At the same hearing, Sobol told the judge that under the distribution agreement, the third-party payers would receive one-third of the recovery and their counsel would receive two-thirds. He acknowledged that "opposite" of what "you normally would expect."
'Positive Outcome For Lilly'
In a statement, Lilly said: "This settlement represents a positive outcome for Lilly, and allows us to return our focus to the patients and healthcare professionals who rely on our medications."
At the Dec. 19 hearing, Sobol also noted that the law firms have spent millions of dollars prosecuting the six-year-old case and that there is a "huge amount of expenses and lawyer time that's being uncompensated for."
In answer to a question from Judge Weinstein, Sobol said the recovered attorney costs and lodestar is about 16 percent of the total amount.
The settlement resolves only the claims of the six third-party payers and their counsel.
Started Out As RICO Action
The original parties in the third-party payer class action were United Food and Commercial Workers Local 1776, Participating Employers Health and Welfare Fund, Local 28 Sheet Metal Workers, the Mid-West National Life Insurance Co. of Tennessee, Sergeants Benevolent Association Health and Welfare Fund, American Federation of State, County and Municipal Employees District Council 37 and the United Federation of Teachers Welfare Fund.
In 2005, the third-party payers filed a class action complaint in the MDL court alleging that Lilly violated RICO by marketing the atypical antipsychotic drug for off-label uses and concealing the risk of diabetes, thereby causing them to pay more for Zyprexa than they would for cheaper prescription antipsychotics.
In 2008, Judge Weinstein certified a RICO class action and immediately certified it for appeal to the Second Circuit U.S. Court of Appeals.

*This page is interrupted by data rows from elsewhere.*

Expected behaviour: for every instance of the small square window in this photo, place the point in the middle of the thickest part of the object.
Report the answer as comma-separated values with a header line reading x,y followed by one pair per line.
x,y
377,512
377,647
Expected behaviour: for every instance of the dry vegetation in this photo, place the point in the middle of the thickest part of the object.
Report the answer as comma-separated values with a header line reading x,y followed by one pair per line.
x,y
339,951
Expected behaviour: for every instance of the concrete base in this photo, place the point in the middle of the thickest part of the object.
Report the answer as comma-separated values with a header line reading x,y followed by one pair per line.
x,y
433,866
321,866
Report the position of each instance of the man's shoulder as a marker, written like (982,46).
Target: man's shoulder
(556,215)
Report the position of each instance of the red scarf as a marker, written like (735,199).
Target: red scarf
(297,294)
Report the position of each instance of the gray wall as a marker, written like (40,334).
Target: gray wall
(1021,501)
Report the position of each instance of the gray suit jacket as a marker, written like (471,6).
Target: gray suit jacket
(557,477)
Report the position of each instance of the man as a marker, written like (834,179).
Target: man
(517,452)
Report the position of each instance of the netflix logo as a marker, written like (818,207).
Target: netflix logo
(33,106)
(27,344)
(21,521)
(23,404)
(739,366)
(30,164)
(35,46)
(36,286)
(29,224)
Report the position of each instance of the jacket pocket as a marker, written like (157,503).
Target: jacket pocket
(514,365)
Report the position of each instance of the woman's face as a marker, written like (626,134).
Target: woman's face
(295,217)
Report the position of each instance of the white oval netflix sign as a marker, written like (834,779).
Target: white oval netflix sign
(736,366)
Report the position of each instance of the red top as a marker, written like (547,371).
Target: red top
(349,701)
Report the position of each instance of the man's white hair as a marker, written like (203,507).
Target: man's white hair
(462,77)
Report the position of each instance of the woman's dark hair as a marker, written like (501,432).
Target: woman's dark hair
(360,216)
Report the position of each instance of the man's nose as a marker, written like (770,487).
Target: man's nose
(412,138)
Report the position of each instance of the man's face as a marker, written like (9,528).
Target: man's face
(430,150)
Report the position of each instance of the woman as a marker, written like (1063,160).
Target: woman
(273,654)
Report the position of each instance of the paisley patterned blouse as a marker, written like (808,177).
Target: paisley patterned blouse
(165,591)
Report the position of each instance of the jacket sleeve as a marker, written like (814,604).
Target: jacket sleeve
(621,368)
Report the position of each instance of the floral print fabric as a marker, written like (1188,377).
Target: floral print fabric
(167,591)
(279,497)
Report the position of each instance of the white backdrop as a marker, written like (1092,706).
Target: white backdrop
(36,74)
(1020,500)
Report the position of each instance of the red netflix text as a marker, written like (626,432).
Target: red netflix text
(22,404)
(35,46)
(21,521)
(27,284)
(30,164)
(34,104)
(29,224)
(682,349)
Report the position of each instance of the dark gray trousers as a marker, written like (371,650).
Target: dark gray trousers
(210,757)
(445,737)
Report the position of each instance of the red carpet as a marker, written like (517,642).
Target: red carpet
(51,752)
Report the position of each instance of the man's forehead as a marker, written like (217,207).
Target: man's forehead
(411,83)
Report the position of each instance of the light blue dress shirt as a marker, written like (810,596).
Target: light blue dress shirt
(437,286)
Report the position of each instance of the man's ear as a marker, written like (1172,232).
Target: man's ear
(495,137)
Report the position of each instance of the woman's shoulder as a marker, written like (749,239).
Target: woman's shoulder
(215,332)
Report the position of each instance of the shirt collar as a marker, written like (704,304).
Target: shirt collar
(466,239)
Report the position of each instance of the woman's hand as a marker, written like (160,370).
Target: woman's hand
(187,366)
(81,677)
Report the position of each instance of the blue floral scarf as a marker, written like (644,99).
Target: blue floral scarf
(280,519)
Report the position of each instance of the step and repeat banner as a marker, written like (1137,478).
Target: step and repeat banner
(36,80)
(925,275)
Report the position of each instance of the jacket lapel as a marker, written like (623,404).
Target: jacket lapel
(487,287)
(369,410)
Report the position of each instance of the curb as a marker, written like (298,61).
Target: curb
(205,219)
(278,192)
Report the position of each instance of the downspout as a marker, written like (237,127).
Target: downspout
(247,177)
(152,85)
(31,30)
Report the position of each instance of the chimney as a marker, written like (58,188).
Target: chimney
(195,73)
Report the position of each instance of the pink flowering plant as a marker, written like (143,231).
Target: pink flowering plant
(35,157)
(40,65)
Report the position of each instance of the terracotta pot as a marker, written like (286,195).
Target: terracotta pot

In 2010, the Second Circuit reversed class certification.
In June, the U.S. Supreme Court denied the third-party payers' petition for a grant of certiorari.
Circuit's Interpretation Disputed
Sobol told Mealey's that the Second Circuit "indicated that two approaches to recovery under RICO were not available under the panel's interpretation of RICO."
On remand, Judge Weinstein in November dismissed the class action and ordered the creation of individual cases for each third-party payer.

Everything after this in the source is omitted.